Merhaba, bugün size bir paranormal hikâye anlatacağım. Ben bir Bulgaristan Türküyüm ve bu hikâye, benim yaşamadığım ama yıllar önce ölen bir büyüğümün yaşadığı bir olayı anlatıyor. Şimdi o anlatıyormuş gibi yazacağım.
Saat gece 3-4 civarıydı. Cumayanı (Fotinvo)’ndan dönüyordum. Cumayanı ile köyüm Ayvacık (Dyulitsa) arası biraz uzun mesafededir. Yol akşamları ıssız olurdu; kurtlar ve domuzlar yola inerdi. Ama o akşam hiç kurt uluması veya domuz sesi duymamıştım. Sessizlik çok baskındı. Köye doğru koşar adımlarla yürüyordum.
Bir anda arkadan bir taş geldi. Arkama döndüm, sürü halinde şerli varlıklar beni kovalıyordu. Ne yapsam kaçamıyordum. İyice hızlanmaya başladım; onlar da hızlanmaya başladı. Aynı zamanda beni arkadan taşlıyorlardı. Taşlar, normalden daha fazla acıtıyordu. Saatlerce beni kovaladılar.

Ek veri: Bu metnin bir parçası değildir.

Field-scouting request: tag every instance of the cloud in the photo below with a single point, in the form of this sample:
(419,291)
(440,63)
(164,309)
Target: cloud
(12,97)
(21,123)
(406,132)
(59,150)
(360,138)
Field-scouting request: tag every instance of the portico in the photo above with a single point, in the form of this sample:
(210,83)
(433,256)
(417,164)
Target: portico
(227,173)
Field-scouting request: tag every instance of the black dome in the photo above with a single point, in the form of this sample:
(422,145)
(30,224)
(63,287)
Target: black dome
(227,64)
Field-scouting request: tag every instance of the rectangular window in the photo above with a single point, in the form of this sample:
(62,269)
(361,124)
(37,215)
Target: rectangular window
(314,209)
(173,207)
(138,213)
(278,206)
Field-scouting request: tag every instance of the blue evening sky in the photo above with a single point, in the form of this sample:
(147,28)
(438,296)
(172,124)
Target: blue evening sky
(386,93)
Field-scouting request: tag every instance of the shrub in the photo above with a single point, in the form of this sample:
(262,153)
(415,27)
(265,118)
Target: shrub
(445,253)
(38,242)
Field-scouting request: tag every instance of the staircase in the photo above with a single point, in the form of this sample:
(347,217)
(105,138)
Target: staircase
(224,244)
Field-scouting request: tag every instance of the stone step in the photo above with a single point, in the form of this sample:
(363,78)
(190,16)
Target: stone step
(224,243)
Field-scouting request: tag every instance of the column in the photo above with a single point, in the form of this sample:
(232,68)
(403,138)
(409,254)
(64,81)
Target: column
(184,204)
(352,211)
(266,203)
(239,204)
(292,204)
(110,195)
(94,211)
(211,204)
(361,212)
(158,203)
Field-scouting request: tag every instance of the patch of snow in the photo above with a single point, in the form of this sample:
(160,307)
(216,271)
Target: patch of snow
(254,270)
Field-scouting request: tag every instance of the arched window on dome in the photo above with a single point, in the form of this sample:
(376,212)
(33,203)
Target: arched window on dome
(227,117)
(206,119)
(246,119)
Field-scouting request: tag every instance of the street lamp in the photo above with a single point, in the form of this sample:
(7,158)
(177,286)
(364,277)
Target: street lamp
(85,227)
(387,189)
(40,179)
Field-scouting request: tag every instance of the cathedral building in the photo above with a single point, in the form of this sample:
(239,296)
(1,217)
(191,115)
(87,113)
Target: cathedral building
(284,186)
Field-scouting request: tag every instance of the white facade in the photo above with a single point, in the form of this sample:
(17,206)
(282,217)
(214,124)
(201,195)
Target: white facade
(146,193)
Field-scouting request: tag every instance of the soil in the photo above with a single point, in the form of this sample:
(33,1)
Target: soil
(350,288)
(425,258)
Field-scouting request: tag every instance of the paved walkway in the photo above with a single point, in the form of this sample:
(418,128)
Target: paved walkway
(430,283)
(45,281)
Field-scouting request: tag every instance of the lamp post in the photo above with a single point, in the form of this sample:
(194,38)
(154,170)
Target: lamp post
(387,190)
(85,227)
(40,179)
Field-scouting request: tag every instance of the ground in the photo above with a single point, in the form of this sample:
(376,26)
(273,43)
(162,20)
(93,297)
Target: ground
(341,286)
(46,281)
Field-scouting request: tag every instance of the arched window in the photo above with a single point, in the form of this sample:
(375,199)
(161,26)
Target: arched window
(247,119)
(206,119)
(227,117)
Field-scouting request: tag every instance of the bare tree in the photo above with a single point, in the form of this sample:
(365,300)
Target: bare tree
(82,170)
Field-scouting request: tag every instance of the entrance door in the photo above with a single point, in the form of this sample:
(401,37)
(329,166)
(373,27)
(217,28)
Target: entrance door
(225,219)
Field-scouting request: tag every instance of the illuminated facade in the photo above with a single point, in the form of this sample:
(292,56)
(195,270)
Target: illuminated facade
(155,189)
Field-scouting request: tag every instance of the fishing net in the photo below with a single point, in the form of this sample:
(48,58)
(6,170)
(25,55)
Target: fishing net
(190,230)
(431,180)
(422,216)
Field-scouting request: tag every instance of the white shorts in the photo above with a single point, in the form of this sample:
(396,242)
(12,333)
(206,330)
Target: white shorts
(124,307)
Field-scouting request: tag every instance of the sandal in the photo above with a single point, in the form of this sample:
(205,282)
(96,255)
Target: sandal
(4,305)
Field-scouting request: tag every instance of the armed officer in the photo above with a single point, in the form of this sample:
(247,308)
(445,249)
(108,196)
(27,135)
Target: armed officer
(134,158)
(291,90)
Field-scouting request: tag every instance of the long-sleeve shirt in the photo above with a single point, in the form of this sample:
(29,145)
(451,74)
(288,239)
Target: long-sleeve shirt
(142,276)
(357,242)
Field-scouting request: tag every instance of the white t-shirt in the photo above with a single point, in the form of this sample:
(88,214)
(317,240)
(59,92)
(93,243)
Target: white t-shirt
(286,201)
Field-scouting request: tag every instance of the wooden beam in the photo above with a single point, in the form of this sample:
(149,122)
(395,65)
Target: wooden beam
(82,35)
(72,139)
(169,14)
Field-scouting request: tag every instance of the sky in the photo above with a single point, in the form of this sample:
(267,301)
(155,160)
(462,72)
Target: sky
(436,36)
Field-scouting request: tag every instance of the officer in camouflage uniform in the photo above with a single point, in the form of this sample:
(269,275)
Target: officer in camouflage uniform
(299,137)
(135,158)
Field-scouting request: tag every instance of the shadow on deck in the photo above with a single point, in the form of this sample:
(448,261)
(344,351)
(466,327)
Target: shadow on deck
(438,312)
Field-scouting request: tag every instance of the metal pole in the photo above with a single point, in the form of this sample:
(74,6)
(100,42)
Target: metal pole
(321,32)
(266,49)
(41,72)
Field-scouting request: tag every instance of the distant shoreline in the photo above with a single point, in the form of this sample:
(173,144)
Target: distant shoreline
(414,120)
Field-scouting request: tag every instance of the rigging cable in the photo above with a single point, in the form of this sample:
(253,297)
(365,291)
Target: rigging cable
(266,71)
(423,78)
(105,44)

En sonunda sabah ezanı okundu. Ben de köyüme çok yakın olan Çingene köyüne girdim koşarak. Sağ olsunlar, beni evlerinde ağırladılar. O akşam korkudan orada kaldım. Sabah kalktığımda yüzüm acayip bir şekilde şişmişti. Yüzümün her tarafı uçuklamıştı. Sonra köyüme gittim. Bir daha da böyle bir olay yaşamadım, ama hala korkuyorum.